Market themselves agree that an average bill will come in at a hundred dollars, and many clients spend substantially more. Despite the public this attracts, the atmosphere succeeds in being relaxed and democratic.
The menu has the usual ‘Engrish’ elements: e.g.
Lamb’s slices with Ginger will cost you 1300 RUR. Or you could have
Striploin Steak for 1600 RUR. Saucy! Apart from those odd diversions the choice on offer is rather bewildering – the best menus’ are simple, to my mind. Market, on the other hand, has a Menu of two halves; page one – fish. Fresh fish from France and other places, such as Japan and Australia. Straight off the fresh fish-plane.

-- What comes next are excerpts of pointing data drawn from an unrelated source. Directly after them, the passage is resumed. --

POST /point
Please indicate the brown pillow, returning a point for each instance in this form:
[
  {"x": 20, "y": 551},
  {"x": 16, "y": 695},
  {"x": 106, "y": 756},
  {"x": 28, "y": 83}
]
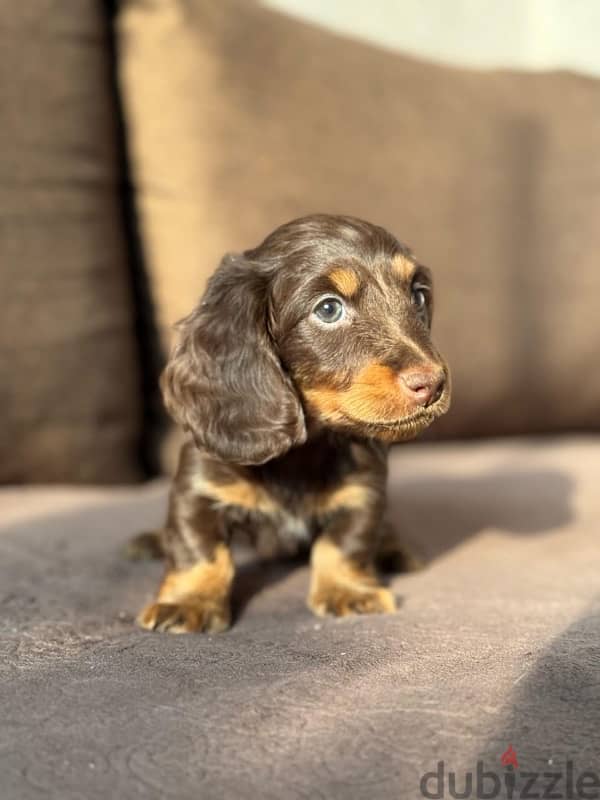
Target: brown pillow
[
  {"x": 241, "y": 118},
  {"x": 68, "y": 382}
]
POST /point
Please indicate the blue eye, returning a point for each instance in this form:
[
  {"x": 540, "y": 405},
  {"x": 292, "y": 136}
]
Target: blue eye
[{"x": 330, "y": 310}]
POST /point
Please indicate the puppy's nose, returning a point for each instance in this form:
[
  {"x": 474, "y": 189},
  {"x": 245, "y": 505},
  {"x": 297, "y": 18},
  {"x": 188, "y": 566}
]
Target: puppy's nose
[{"x": 424, "y": 388}]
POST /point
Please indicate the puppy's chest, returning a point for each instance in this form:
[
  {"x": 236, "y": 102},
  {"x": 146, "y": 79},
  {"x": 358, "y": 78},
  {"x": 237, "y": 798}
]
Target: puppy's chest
[{"x": 279, "y": 519}]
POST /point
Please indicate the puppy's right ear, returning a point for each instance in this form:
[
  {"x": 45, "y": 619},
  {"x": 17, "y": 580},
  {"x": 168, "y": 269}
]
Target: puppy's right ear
[{"x": 224, "y": 382}]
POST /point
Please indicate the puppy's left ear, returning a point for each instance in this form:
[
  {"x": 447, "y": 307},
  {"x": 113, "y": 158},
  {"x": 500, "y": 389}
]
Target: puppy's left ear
[{"x": 224, "y": 382}]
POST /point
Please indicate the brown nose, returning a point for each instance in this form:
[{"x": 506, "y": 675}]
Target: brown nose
[{"x": 424, "y": 388}]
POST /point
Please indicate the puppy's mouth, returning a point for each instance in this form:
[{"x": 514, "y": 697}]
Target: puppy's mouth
[{"x": 408, "y": 426}]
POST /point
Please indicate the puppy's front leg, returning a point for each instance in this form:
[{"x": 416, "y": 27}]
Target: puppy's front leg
[
  {"x": 343, "y": 576},
  {"x": 195, "y": 592}
]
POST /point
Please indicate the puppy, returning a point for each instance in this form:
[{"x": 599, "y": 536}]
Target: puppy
[{"x": 304, "y": 360}]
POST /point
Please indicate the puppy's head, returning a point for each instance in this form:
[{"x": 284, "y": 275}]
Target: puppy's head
[{"x": 327, "y": 322}]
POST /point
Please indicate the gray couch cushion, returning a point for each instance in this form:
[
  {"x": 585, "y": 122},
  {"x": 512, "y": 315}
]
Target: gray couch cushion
[{"x": 495, "y": 643}]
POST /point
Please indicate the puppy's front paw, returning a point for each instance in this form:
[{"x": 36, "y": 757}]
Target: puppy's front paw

Nice.
A further ten pages of the menu are given over to glossy photos of pseudo-Japanese/faux-Chinese selections of beansprouting, noodley, crispy fried tit-bits - and steak. I was almost tempted - but in the end I did the only reasonable thing under the circumstances and ordered some fish. Which was great. It was particularly great thanks to a little stroke of luck courtesy of our dear and delightful waitress Alyona, who forgot to bring my hot sauce. So I was left with fresh, tasty, brilliantly cooked fish. Brilliantly cooked in that I asked for it rare (being as it was tuna steak) – and I got it rare. Slapped on the grill for long enough to be scorched. Job done. Absolutely delicious. When the sauce arrived, almost too late, I was glad I’d missed out on it – not so much because it was bad, which it wasn’t – but because the fish was so good it didn’t need embellishing.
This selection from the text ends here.